La canicule menace de transformer la Coupe du monde 2026 en un véritable test climatique
Des chercheurs spécialisés dans les effets climatiques alertent ce jeudi que près d’une quatrième des matchs prévus pour la Coupe du monde 2026 pourrait se dérouler dans des conditions thermiques extrêmes, posant une menace grave pour la sécurité des joueurs et du public.
La compétition, organisée aux États-Unis, au Canada et au Mexique du 11 juin au 19 juillet, devrait faire face à des températures inhabituellement élevées, en raison du changement climatique. Selon une étude menée par le World Weather Attribution (WWA) et l’Imperial College de Londres, le risque d’exposition aux chaleurs intenses a augmenté considérablement comparé à la Coupe du monde 1994.
Friederike Otto, professeure de science climatique à l’Imperial College et cofondatrice du WWA, explique que l’indice WBGT — mesurant température, humidité, ensoleillement et couverture nuageuse — indique une situation dangereuse pour les participants.
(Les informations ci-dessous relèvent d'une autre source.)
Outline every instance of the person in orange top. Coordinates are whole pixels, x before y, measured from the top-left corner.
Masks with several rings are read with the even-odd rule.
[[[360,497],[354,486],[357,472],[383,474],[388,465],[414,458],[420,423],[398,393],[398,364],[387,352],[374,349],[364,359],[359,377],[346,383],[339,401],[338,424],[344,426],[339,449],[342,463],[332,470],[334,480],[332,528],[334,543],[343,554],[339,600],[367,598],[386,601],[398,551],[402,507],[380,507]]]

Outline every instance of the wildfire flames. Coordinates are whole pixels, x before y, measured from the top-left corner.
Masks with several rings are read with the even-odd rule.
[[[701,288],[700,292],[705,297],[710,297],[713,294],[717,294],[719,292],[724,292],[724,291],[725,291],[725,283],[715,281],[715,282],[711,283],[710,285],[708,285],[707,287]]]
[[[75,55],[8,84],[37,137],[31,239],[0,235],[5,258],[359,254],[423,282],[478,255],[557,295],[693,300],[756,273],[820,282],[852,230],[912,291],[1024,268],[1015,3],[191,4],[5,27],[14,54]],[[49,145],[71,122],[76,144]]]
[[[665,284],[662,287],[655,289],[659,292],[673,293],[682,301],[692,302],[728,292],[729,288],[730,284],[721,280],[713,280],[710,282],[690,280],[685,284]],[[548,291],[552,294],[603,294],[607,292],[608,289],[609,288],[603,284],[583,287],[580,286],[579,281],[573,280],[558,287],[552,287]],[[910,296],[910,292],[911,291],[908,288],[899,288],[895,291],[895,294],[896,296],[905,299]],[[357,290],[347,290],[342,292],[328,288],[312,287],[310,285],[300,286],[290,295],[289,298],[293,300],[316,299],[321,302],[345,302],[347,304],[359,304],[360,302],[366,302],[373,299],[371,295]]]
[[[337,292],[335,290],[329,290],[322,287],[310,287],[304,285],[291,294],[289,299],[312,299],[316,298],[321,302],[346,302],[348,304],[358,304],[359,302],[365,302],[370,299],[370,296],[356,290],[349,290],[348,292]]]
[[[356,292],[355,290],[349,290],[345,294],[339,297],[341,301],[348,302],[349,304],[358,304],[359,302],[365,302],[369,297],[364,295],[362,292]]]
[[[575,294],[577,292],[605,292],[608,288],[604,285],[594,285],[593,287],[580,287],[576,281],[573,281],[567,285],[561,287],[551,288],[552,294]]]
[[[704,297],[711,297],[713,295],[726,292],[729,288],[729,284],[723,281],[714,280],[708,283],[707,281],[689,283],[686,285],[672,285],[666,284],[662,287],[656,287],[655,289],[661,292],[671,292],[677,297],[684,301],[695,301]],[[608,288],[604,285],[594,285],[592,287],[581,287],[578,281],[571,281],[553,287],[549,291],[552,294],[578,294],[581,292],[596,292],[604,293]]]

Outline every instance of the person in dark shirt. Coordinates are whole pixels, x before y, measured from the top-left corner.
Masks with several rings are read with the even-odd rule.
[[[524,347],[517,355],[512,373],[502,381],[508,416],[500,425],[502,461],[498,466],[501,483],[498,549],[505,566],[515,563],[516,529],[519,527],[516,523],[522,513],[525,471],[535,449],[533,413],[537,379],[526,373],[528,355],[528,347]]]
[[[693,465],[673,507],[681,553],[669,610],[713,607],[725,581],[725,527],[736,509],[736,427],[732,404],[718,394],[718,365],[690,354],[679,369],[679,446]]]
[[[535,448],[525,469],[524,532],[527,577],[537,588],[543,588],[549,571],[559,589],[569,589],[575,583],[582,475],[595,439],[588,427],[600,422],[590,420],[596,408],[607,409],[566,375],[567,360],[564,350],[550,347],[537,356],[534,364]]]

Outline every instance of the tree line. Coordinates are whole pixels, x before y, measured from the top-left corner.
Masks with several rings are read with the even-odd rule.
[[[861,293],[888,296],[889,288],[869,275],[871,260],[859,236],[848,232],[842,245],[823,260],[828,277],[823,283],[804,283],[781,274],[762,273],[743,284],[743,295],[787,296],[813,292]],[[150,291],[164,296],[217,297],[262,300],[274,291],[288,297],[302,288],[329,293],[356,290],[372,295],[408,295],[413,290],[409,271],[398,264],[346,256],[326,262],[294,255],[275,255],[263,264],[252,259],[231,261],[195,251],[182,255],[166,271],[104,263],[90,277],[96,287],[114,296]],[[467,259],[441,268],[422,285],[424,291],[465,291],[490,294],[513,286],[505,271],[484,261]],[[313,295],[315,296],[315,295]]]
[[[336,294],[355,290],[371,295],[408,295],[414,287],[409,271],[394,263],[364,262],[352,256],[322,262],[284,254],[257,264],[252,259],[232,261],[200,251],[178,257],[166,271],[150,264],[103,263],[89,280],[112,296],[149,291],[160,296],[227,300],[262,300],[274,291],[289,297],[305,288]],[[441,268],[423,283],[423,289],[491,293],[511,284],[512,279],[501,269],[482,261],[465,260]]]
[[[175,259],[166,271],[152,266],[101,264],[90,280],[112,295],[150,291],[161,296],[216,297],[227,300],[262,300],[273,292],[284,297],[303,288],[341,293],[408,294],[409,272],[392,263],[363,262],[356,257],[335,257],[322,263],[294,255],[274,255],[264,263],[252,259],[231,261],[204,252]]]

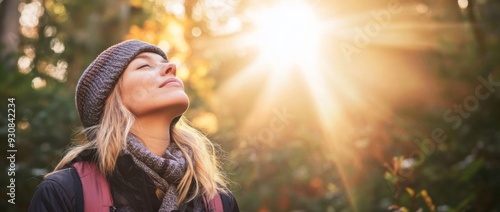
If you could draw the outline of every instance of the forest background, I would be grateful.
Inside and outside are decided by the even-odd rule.
[[[0,210],[27,211],[74,141],[83,70],[140,39],[177,65],[185,115],[220,144],[242,211],[500,211],[499,11],[494,0],[0,0]]]

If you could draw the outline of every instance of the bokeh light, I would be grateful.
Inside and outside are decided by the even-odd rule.
[[[458,0],[458,6],[460,8],[465,9],[465,8],[467,8],[468,5],[469,5],[468,0]]]
[[[39,90],[44,88],[47,85],[47,81],[42,79],[41,77],[35,77],[31,81],[31,87],[33,87],[35,90]]]

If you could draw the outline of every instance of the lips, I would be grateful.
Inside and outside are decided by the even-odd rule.
[[[163,83],[160,84],[159,88],[165,87],[165,86],[177,86],[177,87],[184,87],[182,82],[177,78],[177,77],[171,77],[165,80]]]

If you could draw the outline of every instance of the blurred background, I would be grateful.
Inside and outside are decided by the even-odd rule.
[[[242,211],[500,211],[500,1],[0,0],[1,211],[80,126],[126,39],[177,65]],[[6,185],[16,108],[15,205]]]

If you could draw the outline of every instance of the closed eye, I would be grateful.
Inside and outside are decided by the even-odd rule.
[[[151,68],[151,66],[149,64],[144,64],[139,66],[137,69],[143,69],[143,68]]]

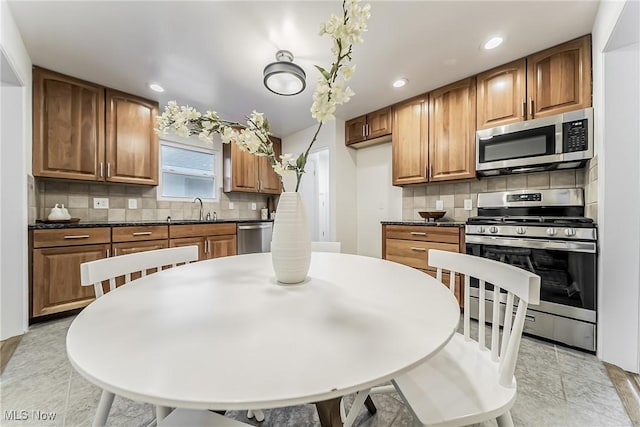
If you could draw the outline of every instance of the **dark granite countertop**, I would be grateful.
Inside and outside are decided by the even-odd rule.
[[[424,220],[414,221],[380,221],[386,225],[422,225],[426,227],[464,227],[467,223],[463,221],[435,221],[427,222]]]
[[[252,222],[273,222],[270,219],[217,219],[210,221],[199,221],[197,219],[173,219],[168,221],[83,221],[80,222],[58,222],[46,223],[36,222],[29,224],[29,230],[45,230],[53,228],[88,228],[88,227],[135,227],[147,225],[184,225],[184,224],[225,224],[225,223],[252,223]]]

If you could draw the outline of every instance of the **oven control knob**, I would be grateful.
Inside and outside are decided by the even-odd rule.
[[[568,237],[573,237],[576,235],[576,230],[573,228],[565,228],[564,229],[564,234]]]
[[[526,229],[526,228],[524,228],[524,227],[518,227],[518,228],[516,228],[516,233],[518,233],[518,234],[524,234],[524,233],[526,233],[526,232],[527,232],[527,229]]]
[[[478,226],[478,233],[484,233],[484,227],[479,225]]]
[[[489,232],[490,232],[490,233],[493,233],[493,234],[497,233],[497,232],[498,232],[498,227],[496,227],[495,225],[494,225],[494,226],[491,226],[491,227],[489,228]]]
[[[547,228],[547,235],[548,236],[555,236],[557,233],[557,230],[555,228]]]

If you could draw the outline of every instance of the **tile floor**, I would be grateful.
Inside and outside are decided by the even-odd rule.
[[[1,426],[91,425],[100,390],[67,361],[65,336],[71,321],[66,318],[38,324],[23,337],[0,377]],[[525,337],[516,377],[518,399],[512,409],[516,426],[632,425],[605,367],[595,356]],[[397,395],[377,395],[374,401],[378,413],[369,416],[363,410],[356,425],[412,425],[411,415]],[[116,396],[108,425],[146,426],[153,420],[152,412],[151,405]],[[55,418],[46,419],[49,414]],[[247,422],[245,415],[245,411],[228,413]],[[265,417],[264,427],[319,425],[312,405],[268,410]]]

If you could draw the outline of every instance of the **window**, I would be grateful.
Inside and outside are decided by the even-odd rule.
[[[215,199],[215,172],[213,150],[160,141],[159,199]]]

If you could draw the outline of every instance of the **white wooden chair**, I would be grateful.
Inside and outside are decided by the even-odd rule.
[[[440,281],[443,270],[451,273],[452,292],[453,273],[464,276],[464,333],[456,333],[432,358],[393,379],[393,386],[420,425],[463,426],[497,418],[499,426],[513,426],[510,408],[516,400],[514,371],[527,306],[540,303],[540,277],[498,261],[435,249],[429,250],[429,265],[437,268]],[[470,336],[470,277],[479,281],[477,341]],[[485,290],[487,282],[494,285],[494,292]],[[507,293],[500,294],[500,289]],[[493,295],[500,295],[506,307],[501,311],[498,307],[502,304],[494,304],[491,317],[487,318],[485,301]],[[490,349],[485,343],[487,320],[491,321]],[[361,395],[356,397],[356,402],[361,400]],[[351,425],[360,405],[354,403],[345,426]]]
[[[162,267],[176,267],[178,264],[188,264],[198,260],[197,246],[182,246],[177,248],[158,249],[155,251],[139,252],[129,255],[120,255],[110,258],[103,258],[95,261],[80,264],[80,283],[82,286],[93,286],[96,298],[104,295],[102,282],[109,281],[109,291],[116,288],[116,279],[124,277],[124,283],[131,281],[132,273],[147,275],[147,270],[156,269],[160,271]],[[96,411],[94,426],[104,426],[113,404],[115,395],[103,390],[100,396],[100,403]],[[156,408],[158,419],[163,410]]]

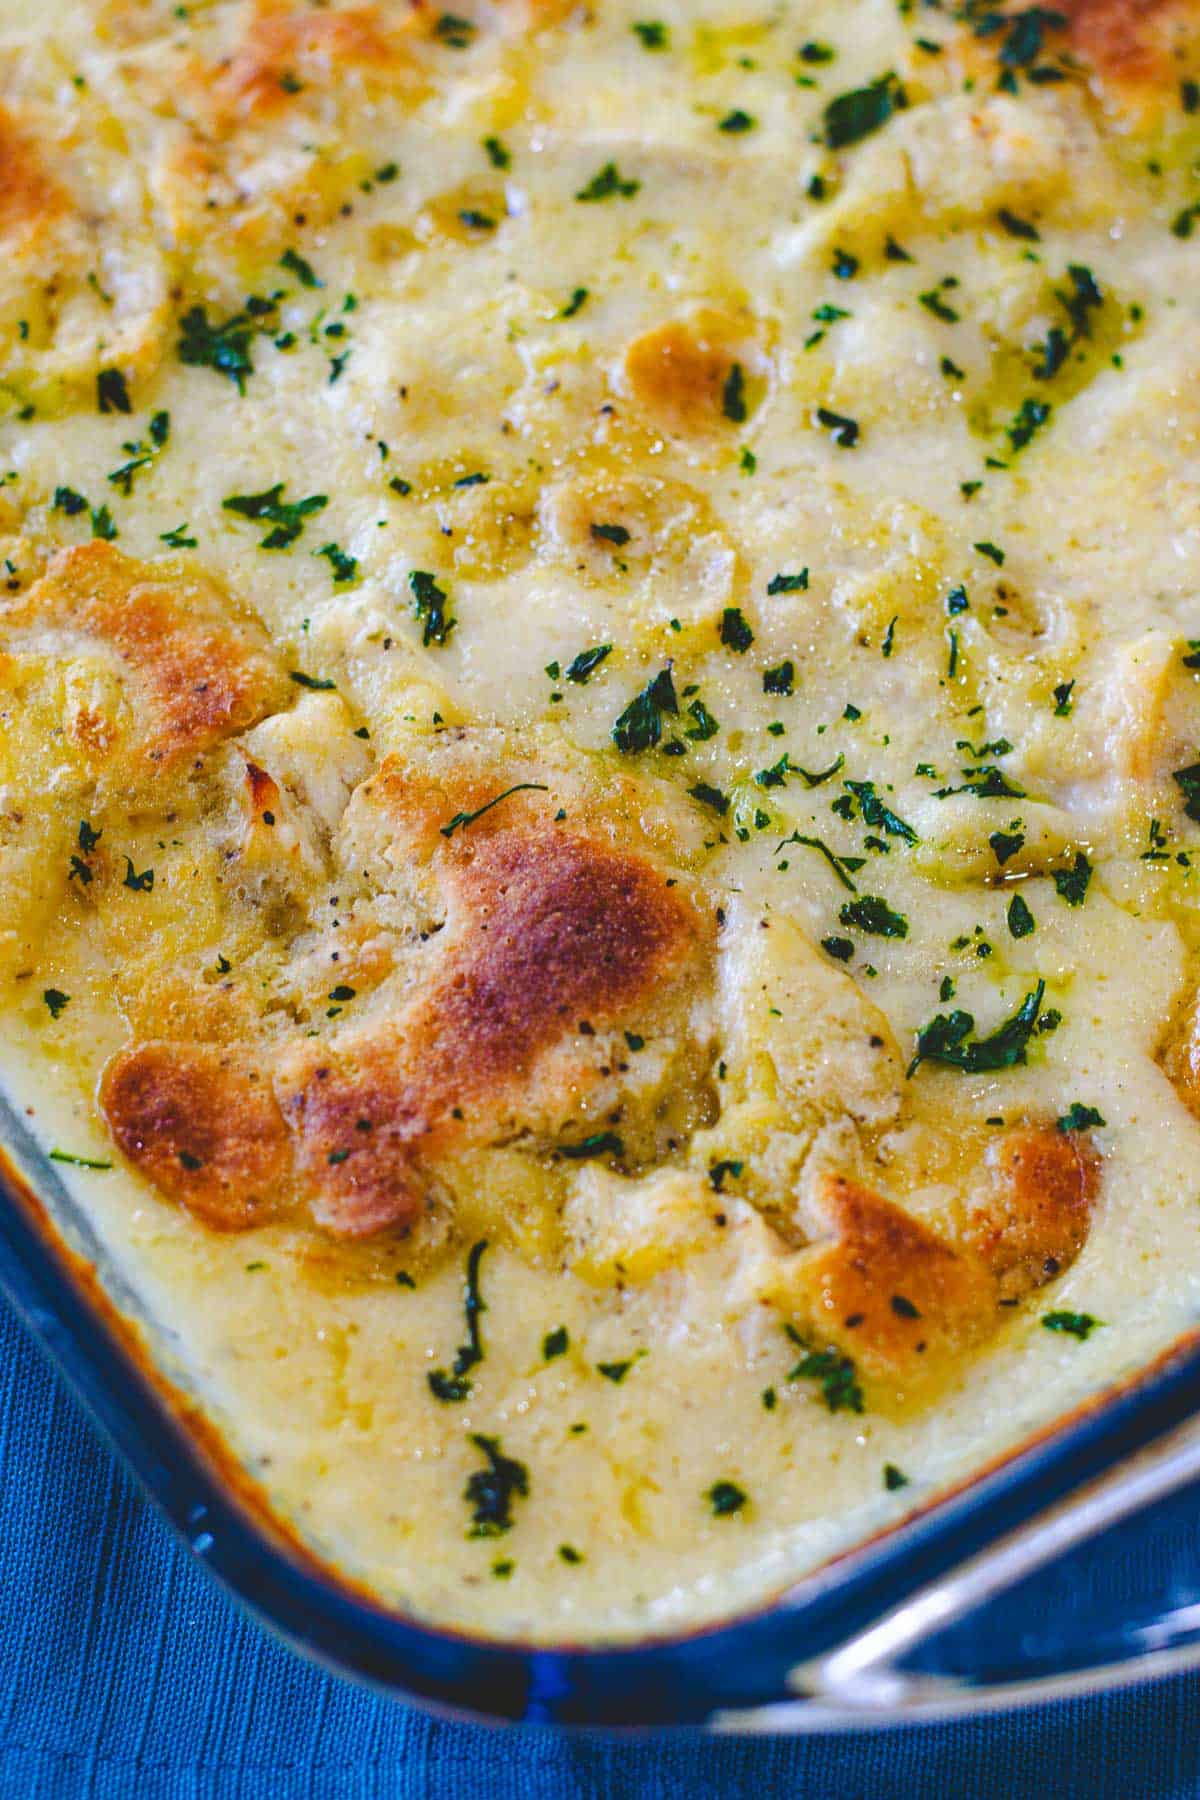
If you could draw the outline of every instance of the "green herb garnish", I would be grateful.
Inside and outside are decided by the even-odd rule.
[[[428,649],[430,644],[444,644],[458,623],[449,617],[446,603],[450,596],[444,588],[440,588],[428,569],[413,569],[409,573],[408,585],[412,590],[413,611],[421,621],[421,642]]]
[[[917,1033],[916,1055],[908,1065],[909,1078],[923,1062],[963,1069],[969,1075],[1012,1069],[1024,1063],[1030,1039],[1038,1029],[1038,1012],[1045,992],[1046,983],[1039,979],[1011,1019],[1006,1019],[989,1037],[976,1038],[973,1043],[967,1042],[975,1029],[971,1013],[957,1009],[952,1013],[938,1013]]]
[[[1086,1343],[1103,1323],[1103,1319],[1093,1319],[1091,1313],[1049,1312],[1042,1315],[1042,1324],[1047,1331],[1065,1331],[1068,1337],[1076,1337],[1081,1343]]]
[[[500,1439],[483,1432],[471,1434],[471,1442],[487,1458],[487,1466],[468,1476],[463,1499],[471,1508],[468,1537],[500,1537],[512,1529],[513,1501],[529,1493],[529,1470],[514,1457],[505,1456]]]
[[[613,743],[627,756],[652,750],[662,737],[664,715],[678,712],[679,699],[668,664],[646,683],[621,713],[612,728]]]
[[[467,1341],[465,1344],[460,1344],[455,1352],[454,1363],[449,1374],[445,1369],[431,1369],[425,1377],[438,1400],[451,1403],[465,1400],[471,1392],[471,1383],[466,1378],[467,1372],[473,1369],[476,1363],[483,1361],[483,1339],[479,1331],[479,1319],[480,1315],[487,1311],[487,1304],[479,1288],[479,1264],[486,1249],[487,1239],[481,1238],[477,1244],[472,1244],[467,1255],[467,1283],[463,1294]],[[474,1441],[479,1442],[478,1439]]]
[[[493,806],[499,806],[500,802],[502,800],[507,800],[510,794],[524,794],[524,793],[548,794],[549,792],[550,792],[550,790],[546,786],[544,781],[517,781],[517,782],[514,782],[512,787],[505,788],[505,790],[502,794],[497,794],[496,798],[494,800],[487,801],[487,803],[485,805],[477,808],[477,810],[475,812],[455,813],[454,817],[449,821],[448,824],[445,824],[440,827],[441,834],[444,838],[451,838],[454,836],[456,831],[466,831],[467,827],[470,825],[473,825],[475,823],[476,819],[482,819],[483,815],[485,813],[490,813]]]

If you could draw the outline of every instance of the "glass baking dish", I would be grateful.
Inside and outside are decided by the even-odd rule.
[[[1023,1644],[989,1657],[975,1645],[956,1673],[912,1664],[999,1592],[1200,1480],[1200,1329],[760,1610],[632,1647],[545,1648],[417,1624],[306,1548],[189,1395],[164,1322],[2,1095],[0,1286],[193,1554],[293,1647],[405,1699],[492,1720],[802,1732],[1200,1666],[1200,1605],[1178,1603],[1076,1650]]]

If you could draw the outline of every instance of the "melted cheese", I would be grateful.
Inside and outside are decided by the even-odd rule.
[[[280,1512],[541,1640],[1200,1292],[1200,14],[652,15],[0,0],[0,1074]]]

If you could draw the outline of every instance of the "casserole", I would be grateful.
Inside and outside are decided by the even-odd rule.
[[[4,21],[0,1083],[225,1479],[541,1681],[1179,1392],[1193,9]]]

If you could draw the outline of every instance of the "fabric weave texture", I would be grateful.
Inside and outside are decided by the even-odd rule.
[[[1145,1592],[1179,1603],[1190,1570],[1200,1581],[1195,1502],[1158,1509],[975,1629],[1032,1642],[1056,1616],[1103,1617]],[[1200,1679],[807,1740],[631,1741],[431,1719],[326,1674],[246,1618],[0,1303],[0,1800],[475,1794],[1184,1800],[1200,1794]]]

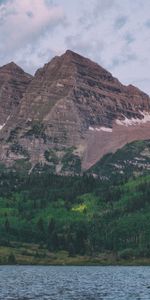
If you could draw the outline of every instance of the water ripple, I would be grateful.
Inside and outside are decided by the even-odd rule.
[[[149,299],[150,267],[0,267],[0,300]]]

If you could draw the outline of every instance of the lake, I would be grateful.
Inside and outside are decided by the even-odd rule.
[[[0,300],[150,300],[150,267],[0,266]]]

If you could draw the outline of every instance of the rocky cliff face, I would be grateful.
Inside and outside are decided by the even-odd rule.
[[[0,67],[0,130],[14,114],[31,79],[13,62]]]
[[[19,105],[1,130],[1,161],[80,173],[126,143],[150,138],[149,96],[91,60],[68,50],[32,80],[25,75],[17,75]]]

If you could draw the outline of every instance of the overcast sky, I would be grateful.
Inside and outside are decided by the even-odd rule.
[[[150,94],[150,0],[0,0],[0,65],[33,74],[66,49]]]

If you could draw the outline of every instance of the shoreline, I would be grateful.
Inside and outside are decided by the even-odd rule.
[[[38,244],[0,246],[0,266],[150,266],[150,257],[119,257],[110,251],[93,255],[70,255],[67,251],[50,252]]]
[[[47,259],[31,259],[30,261],[27,261],[25,259],[20,259],[15,262],[9,262],[6,261],[7,257],[1,258],[0,257],[0,266],[83,266],[83,267],[109,267],[109,266],[149,266],[150,267],[150,259],[149,258],[138,258],[138,259],[130,259],[130,260],[108,260],[103,261],[101,259],[90,259],[90,257],[87,259],[83,257],[74,257],[74,258],[68,258],[65,260],[47,260]]]

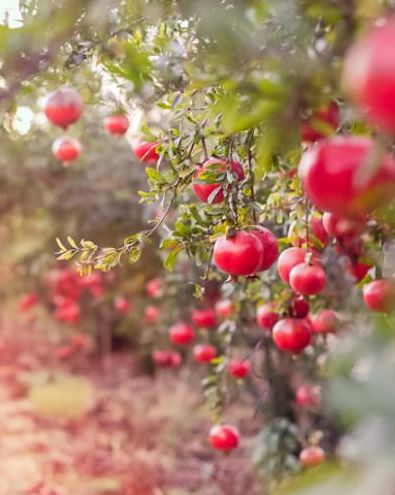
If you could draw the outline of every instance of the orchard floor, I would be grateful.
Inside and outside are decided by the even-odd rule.
[[[235,413],[242,447],[216,453],[190,376],[152,378],[121,355],[106,373],[55,365],[36,329],[2,326],[0,495],[262,495],[250,407]]]

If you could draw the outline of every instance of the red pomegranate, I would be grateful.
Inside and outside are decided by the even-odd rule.
[[[326,232],[337,239],[356,237],[365,230],[365,218],[352,218],[324,213],[323,224]]]
[[[152,361],[162,368],[176,368],[181,364],[181,355],[176,351],[155,350],[152,352]]]
[[[363,280],[368,271],[372,268],[373,263],[371,262],[365,262],[365,261],[356,261],[353,262],[350,260],[350,263],[347,265],[347,270],[350,272],[350,274],[354,277],[355,282],[361,282]]]
[[[72,162],[81,154],[81,143],[71,137],[60,137],[52,144],[53,156],[60,162]]]
[[[29,309],[37,306],[38,296],[35,292],[25,294],[19,301],[19,311],[29,311]]]
[[[306,249],[291,247],[285,249],[278,257],[277,270],[281,280],[289,282],[289,274],[296,265],[303,263],[306,258]]]
[[[244,179],[243,167],[239,162],[230,161],[222,158],[210,158],[210,160],[205,161],[196,173],[196,181],[193,183],[193,192],[196,196],[204,203],[210,202],[211,204],[221,203],[224,200],[224,190],[220,182],[214,183],[204,183],[199,182],[201,176],[210,171],[216,175],[224,175],[227,170],[230,170],[234,178],[238,181]],[[217,191],[215,193],[214,191]],[[213,196],[212,196],[213,195]]]
[[[251,230],[250,233],[254,234],[262,244],[263,258],[258,272],[268,270],[278,257],[277,237],[269,229],[261,226]]]
[[[312,203],[340,216],[363,215],[384,205],[395,191],[395,160],[386,154],[362,176],[372,149],[371,139],[357,136],[323,139],[309,148],[299,172]]]
[[[216,425],[210,430],[209,441],[216,450],[229,451],[239,445],[239,430],[232,425]]]
[[[149,305],[144,310],[145,321],[155,324],[159,319],[159,309],[156,306]]]
[[[320,388],[315,385],[301,385],[295,394],[295,402],[299,407],[318,407],[321,403]]]
[[[351,46],[343,65],[343,86],[366,119],[395,132],[395,17]]]
[[[390,279],[374,280],[363,288],[366,306],[373,311],[390,313],[395,307],[395,281]]]
[[[194,309],[192,322],[198,328],[214,328],[217,325],[215,311],[211,308]]]
[[[229,275],[253,275],[262,264],[262,244],[250,232],[240,230],[215,241],[213,260]]]
[[[160,297],[163,292],[162,280],[160,278],[152,278],[151,280],[148,280],[145,284],[145,291],[149,297]]]
[[[316,239],[320,241],[322,246],[328,244],[329,236],[325,230],[323,219],[318,217],[313,217],[310,222],[311,232]]]
[[[188,345],[195,338],[195,332],[190,325],[177,323],[170,327],[169,338],[173,344]]]
[[[230,299],[222,299],[215,303],[215,313],[220,318],[228,318],[233,313],[233,303]]]
[[[289,284],[299,294],[313,296],[325,289],[326,275],[320,265],[300,263],[292,268]]]
[[[323,309],[312,318],[314,333],[333,333],[339,325],[339,318],[332,309]]]
[[[232,359],[228,365],[228,373],[233,378],[245,378],[250,372],[250,369],[250,363],[240,359]]]
[[[311,325],[307,320],[285,318],[273,327],[273,341],[276,346],[295,354],[310,344]]]
[[[127,315],[132,310],[132,304],[124,296],[117,296],[114,301],[115,309],[124,315]]]
[[[156,165],[159,160],[156,148],[159,144],[157,141],[141,141],[133,148],[133,151],[141,162],[146,165]]]
[[[299,460],[304,467],[318,466],[325,461],[325,452],[318,445],[305,447],[299,455]]]
[[[339,107],[335,101],[321,108],[312,117],[304,119],[301,126],[302,141],[313,143],[328,135],[334,134],[339,125]],[[327,132],[322,132],[320,128]]]
[[[272,330],[278,322],[280,316],[274,310],[273,304],[263,304],[259,306],[256,312],[256,322],[264,330]]]
[[[193,358],[197,363],[210,363],[216,356],[217,350],[212,345],[200,344],[193,348]]]
[[[118,134],[120,136],[123,136],[129,128],[129,120],[126,115],[122,114],[105,117],[103,124],[109,134]]]
[[[303,297],[295,297],[289,304],[289,315],[292,318],[306,318],[309,311],[310,305]]]
[[[59,88],[45,102],[44,112],[53,124],[67,129],[80,118],[83,104],[80,95],[72,88]]]

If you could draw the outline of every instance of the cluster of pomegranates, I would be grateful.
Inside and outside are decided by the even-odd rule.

En effet, un indice de 26°C WBGT est déjà critique, avec des effets mortels possibles en cas d’humidité élevée.
Plusieurs matchs seraient joués dans des conditions équivalentes ou supérieures à ce seuil, dont cinq au-delà de 28°C, soit près du double par rapport à l’époque. Le syndicat des joueurs a souligné que ces températures devraient entraîner l’annulation d’au moins quelques rencontres. Les stades en plein air comme celui de Miami, Kansas City ou New York (lieu du match France-Sénégal le 16 juin) présentent un risque accru pour les spectateurs, qui sont souvent déconnectés des soins médicaux rapides.
Bien que certains stadiums soient climatisés, les scientifiques rappellent qu’une gestion optimale de la sécurité est essentielle pour éviter tout accident. Les recherches mettent en avant l’urgence d’une réduction des émissions carbone afin de préserver la viabilité de ces grands événements sportifs.